Le principal facteur de rupture est le choc provoqué par les stages. La réalité hospitalière — horaires décalés, charge de travail écrasante, situations émotionnellement éprouvantes — contraste brutalement avec l’image idéalisée du métier. Les étudiants se voient souvent confier des responsabilités qui dépassent leur niveau de formation, dans des services en sous-effectif chronique. La rémunération des stages est également pointée comme un facteur de découragement, certains étudiants évoquant moins de 2 € de l’heure.

Du côté des tuteurs, le constat est tout aussi sombre : épuisés, débordés, ils peinent à former correctement les stagiaires. En France, la norme est d’environ 15 à 20 patients par infirmier, soit le double de la norme européenne. Le secteur compte actuellement 60 000 postes vacants, et la moitié des diplômés quittent la profession dans les dix ans suivant l’obtention de leur diplôme.

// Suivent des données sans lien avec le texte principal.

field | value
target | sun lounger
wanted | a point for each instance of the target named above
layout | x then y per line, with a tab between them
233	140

Petit rappel : fin 2024, les effectifs de la fonction publique hospitalière comptent 21,7 % de contractuels (Insee) et 25,3% dans la Fonction Publique Territoriale. Pour l’éducation nationale (enseignants + AED + AESH + personnels administratifs et techniques), la part des non-titulaires dans les effectifs publics et privés de l’Éducation nationale est passée de 14,5 % en 2015-2016 à 22 % en 2020-2021. Les AED et AESH expliquent 87 % de cette hausse (DEPP). Il faut aussi compter avec l’essor des personnels « TZR » (Titulaires en Zones de Remplacement), qui connaissent une grande précarité de situation désormais. L’éducation connaît maintenant le même sort funeste que la santé… et que tous les secteurs d’activité.